Question

A camping tent in hemispherical shape of radius \(1.4\) m, has a door opening of area \(0.50\) \(\text{m}^2\). Outer surface area of the tent is

• A. \(11.78\) \(\text{m}^2\)
• B. \(12.32\) \(\text{m}^2\)
• C. \(11.82\) \(\text{m}^2\)
• D. \(12.86\) \(\text{m}^2\)

Hint:

Remember to use \(\pi = 22/7\) when radius is a multiple of \(7\) (like \(1.4\)) as it simplifies the calculations significantly.

Answer 1

The Correct Option is C

Step 1: Understanding the Concept:
The outer surface area of a hemispherical tent is its Curved Surface Area (CSA).
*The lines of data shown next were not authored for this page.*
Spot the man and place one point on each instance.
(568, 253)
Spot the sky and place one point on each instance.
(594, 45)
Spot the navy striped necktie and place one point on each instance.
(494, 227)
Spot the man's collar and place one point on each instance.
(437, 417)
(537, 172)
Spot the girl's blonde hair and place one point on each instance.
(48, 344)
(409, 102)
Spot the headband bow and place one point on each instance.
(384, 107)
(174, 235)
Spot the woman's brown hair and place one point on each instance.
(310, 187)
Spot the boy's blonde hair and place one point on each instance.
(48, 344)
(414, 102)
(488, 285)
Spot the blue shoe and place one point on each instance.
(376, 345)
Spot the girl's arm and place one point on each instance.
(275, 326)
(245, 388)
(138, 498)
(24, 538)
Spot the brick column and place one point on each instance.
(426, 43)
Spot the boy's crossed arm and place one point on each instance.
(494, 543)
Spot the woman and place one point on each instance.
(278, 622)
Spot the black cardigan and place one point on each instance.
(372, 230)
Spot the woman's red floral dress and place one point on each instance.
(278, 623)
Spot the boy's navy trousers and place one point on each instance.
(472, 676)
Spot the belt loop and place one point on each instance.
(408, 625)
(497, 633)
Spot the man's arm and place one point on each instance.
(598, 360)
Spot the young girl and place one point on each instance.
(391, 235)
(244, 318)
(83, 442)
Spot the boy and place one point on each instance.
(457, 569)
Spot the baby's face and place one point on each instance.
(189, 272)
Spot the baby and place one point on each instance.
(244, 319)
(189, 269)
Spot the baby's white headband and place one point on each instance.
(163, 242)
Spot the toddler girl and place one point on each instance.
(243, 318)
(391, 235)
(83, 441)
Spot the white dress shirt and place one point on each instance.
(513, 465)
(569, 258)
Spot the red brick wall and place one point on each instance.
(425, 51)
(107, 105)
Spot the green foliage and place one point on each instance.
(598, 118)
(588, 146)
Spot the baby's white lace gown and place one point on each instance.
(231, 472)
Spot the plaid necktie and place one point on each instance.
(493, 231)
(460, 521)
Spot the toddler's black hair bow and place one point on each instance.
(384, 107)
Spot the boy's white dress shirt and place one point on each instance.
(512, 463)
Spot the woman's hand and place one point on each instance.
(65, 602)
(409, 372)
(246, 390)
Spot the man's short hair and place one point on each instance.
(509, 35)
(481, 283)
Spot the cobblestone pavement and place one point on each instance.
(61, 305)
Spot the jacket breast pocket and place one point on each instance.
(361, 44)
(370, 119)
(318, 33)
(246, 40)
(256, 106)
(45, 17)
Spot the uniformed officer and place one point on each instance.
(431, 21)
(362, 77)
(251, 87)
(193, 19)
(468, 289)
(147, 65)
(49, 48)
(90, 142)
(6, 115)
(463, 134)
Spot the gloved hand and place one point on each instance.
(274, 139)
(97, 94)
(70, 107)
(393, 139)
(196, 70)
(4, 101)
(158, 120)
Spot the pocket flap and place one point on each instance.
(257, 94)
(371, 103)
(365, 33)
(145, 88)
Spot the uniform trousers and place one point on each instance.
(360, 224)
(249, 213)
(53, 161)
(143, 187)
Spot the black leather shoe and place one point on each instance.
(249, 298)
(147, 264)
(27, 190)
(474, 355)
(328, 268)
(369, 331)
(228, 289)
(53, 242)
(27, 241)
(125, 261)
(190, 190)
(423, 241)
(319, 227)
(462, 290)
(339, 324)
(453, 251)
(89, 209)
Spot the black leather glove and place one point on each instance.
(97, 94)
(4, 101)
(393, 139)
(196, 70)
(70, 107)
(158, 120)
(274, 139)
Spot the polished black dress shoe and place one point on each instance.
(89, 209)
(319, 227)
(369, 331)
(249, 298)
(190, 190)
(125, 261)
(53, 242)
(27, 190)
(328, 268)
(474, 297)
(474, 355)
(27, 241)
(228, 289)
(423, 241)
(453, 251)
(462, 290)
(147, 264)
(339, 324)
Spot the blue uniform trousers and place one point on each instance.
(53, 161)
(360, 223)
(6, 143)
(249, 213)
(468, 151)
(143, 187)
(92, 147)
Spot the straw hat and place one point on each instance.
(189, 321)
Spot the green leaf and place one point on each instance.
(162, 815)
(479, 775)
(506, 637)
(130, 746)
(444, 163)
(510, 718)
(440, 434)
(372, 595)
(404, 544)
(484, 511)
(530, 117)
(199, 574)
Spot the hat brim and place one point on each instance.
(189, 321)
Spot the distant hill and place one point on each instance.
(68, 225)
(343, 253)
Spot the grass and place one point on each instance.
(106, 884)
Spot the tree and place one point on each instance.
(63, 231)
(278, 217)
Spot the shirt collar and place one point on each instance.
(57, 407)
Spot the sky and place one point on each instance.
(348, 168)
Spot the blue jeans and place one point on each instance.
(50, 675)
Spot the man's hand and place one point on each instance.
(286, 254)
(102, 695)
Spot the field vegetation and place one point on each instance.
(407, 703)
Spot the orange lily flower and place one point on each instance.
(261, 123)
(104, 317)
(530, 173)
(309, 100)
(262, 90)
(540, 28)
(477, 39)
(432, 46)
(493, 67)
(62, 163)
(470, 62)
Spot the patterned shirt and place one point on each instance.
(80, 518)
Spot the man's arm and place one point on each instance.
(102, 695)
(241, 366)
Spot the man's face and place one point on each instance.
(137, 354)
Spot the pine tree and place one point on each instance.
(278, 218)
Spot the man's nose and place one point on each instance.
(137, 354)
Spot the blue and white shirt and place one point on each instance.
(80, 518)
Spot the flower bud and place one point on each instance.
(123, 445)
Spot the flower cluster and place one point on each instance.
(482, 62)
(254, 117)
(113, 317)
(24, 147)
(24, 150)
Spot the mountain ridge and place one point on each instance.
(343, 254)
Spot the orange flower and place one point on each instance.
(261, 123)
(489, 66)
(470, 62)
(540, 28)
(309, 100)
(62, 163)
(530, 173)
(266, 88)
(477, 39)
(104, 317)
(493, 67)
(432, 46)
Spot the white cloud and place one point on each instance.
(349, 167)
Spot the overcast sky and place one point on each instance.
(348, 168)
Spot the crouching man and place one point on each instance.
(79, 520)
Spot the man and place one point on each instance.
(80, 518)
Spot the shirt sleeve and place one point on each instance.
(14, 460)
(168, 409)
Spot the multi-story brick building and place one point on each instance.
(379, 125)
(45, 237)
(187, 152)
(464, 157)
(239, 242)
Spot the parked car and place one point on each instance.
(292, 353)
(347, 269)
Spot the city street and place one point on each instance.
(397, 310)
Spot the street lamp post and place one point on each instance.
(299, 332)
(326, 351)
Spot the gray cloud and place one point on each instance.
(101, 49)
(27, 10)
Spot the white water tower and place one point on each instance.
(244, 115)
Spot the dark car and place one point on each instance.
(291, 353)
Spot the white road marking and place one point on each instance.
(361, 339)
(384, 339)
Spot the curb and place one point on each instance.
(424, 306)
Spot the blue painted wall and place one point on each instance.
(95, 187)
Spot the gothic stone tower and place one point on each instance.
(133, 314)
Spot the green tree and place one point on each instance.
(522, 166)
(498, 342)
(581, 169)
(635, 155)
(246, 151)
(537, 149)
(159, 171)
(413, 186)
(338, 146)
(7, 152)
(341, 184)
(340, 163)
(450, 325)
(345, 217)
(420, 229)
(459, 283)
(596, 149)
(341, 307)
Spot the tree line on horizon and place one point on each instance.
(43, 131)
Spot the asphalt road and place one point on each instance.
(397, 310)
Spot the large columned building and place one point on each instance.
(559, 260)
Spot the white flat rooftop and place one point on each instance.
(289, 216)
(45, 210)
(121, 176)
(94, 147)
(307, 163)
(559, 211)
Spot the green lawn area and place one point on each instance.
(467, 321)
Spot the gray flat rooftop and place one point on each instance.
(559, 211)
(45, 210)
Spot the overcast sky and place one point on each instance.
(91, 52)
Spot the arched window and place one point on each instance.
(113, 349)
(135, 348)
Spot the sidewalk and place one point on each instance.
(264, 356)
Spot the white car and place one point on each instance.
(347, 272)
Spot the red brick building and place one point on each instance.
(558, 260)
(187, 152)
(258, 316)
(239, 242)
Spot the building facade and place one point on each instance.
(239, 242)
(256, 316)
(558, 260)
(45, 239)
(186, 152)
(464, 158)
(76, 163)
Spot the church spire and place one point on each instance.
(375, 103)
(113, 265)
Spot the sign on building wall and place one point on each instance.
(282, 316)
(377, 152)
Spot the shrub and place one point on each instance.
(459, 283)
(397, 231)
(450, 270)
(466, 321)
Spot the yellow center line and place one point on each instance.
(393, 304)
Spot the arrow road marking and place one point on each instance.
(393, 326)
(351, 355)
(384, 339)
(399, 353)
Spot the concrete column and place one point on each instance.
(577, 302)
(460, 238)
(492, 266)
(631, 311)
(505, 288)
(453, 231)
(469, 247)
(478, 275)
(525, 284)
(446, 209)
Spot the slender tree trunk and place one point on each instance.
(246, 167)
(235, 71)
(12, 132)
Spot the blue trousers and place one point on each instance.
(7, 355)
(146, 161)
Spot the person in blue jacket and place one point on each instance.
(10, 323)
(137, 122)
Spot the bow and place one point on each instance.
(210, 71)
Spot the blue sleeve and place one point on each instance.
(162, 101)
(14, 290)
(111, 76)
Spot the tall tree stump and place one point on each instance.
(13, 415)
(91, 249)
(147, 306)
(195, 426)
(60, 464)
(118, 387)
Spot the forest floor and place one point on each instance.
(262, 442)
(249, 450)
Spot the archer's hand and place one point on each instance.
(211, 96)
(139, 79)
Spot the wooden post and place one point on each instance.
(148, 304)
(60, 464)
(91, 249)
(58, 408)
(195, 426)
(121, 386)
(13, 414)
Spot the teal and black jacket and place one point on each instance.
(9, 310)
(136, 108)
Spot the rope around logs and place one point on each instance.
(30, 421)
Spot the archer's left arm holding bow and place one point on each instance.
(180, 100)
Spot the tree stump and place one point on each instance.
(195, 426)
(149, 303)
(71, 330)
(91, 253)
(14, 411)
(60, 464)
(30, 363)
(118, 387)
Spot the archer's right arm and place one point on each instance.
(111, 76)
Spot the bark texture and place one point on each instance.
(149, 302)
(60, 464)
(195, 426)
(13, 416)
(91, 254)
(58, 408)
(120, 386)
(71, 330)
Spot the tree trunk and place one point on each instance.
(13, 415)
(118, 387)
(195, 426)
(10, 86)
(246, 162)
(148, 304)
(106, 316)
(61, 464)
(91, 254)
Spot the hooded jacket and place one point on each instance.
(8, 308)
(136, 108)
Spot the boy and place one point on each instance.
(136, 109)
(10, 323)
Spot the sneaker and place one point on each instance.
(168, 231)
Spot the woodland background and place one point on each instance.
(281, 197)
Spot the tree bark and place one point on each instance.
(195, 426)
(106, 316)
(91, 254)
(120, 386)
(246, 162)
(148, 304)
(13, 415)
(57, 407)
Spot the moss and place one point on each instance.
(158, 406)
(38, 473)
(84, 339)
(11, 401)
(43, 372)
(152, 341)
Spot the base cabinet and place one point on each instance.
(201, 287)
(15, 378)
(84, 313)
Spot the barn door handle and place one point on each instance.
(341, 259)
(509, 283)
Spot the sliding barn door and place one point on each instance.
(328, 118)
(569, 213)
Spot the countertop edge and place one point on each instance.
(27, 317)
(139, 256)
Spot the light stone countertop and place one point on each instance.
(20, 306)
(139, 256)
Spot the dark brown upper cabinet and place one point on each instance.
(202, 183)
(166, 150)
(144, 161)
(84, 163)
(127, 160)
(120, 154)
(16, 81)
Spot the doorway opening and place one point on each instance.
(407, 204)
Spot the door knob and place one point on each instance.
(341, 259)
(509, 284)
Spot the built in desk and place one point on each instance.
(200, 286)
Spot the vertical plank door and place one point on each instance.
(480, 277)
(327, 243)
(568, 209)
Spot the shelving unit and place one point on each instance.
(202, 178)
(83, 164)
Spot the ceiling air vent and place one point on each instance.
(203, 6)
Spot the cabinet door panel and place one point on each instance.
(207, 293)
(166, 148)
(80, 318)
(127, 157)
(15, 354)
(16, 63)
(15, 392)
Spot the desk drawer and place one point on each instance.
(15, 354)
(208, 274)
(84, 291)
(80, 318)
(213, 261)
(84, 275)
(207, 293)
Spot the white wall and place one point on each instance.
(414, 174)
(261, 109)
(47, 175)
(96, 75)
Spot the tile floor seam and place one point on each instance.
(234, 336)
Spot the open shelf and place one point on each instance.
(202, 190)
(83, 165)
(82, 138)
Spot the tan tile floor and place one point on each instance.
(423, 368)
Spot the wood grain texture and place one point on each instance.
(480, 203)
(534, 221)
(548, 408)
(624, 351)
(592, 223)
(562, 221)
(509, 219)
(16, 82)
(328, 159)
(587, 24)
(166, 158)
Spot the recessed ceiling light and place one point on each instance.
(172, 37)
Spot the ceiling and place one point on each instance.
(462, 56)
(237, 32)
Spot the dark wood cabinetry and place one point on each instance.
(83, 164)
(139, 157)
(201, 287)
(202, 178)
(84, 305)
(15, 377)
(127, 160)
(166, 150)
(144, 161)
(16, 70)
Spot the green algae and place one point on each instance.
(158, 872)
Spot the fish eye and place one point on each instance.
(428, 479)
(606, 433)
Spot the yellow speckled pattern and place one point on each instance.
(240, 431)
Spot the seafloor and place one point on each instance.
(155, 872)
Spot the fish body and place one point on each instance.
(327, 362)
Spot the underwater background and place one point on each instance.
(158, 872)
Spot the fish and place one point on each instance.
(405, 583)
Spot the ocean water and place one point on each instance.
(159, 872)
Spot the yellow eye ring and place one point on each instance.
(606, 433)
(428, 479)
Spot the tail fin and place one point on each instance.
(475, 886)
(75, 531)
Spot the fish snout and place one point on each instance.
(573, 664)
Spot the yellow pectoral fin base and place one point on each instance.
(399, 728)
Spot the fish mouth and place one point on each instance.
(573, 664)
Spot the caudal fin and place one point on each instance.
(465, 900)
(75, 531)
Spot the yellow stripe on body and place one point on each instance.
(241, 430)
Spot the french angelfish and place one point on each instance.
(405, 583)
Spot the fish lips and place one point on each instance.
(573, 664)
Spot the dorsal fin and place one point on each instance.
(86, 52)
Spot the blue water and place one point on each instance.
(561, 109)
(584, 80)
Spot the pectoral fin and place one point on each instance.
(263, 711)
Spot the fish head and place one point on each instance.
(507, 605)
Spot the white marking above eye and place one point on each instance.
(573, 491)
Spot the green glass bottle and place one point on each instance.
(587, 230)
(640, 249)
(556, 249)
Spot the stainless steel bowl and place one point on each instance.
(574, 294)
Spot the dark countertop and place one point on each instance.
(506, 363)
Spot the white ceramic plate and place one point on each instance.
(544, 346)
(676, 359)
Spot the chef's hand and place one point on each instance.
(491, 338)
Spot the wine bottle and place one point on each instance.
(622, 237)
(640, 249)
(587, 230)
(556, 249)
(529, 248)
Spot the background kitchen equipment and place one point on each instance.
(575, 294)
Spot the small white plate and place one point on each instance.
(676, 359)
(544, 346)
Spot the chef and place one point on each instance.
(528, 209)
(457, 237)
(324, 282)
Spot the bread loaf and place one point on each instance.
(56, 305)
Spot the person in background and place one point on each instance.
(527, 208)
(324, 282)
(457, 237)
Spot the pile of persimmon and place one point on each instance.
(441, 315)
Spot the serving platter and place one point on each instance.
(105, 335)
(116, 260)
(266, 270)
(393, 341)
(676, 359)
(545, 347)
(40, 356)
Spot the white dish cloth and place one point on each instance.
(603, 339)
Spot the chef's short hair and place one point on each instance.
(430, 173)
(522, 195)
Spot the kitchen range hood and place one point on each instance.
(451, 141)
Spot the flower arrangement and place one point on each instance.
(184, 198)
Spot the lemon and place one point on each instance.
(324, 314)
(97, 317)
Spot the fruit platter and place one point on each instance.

However, since there is a door opening, that specific area must be subtracted from the total CSA to find the actual outer surface area of the material used.
Step 2: Key Formula or Approach:
\[ \text{Net Outer Surface Area} = (\text{CSA of Hemisphere}) - (\text{Area of Door}) \]
\[ \text{CSA of Hemisphere} = 2 \pi r^2 \]
Step 3: Detailed Explanation:
Given:
Radius \(r = 1.4\) m
Area of door = \(0.50\) \(\text{m}^2\)
Using \(\pi = \frac{22}{7}\):
\[ \text{CSA} = 2 \times \frac{22}{7} \times (1.4) \times (1.4) \]
\[ \text{CSA} = 44 \times 0.2 \times 1.4 \]
\[ \text{CSA} = 8.8 \times 1.4 = 12.32 \text{ m}^2 \]
Now, Net Surface Area:
\[ \text{Area} = 12.32 - 0.50 = 11.82 \text{ m}^2 \]
Step 4: Final Answer:
The outer surface area of the tent is \(11.82\) \(\text{m}^2\).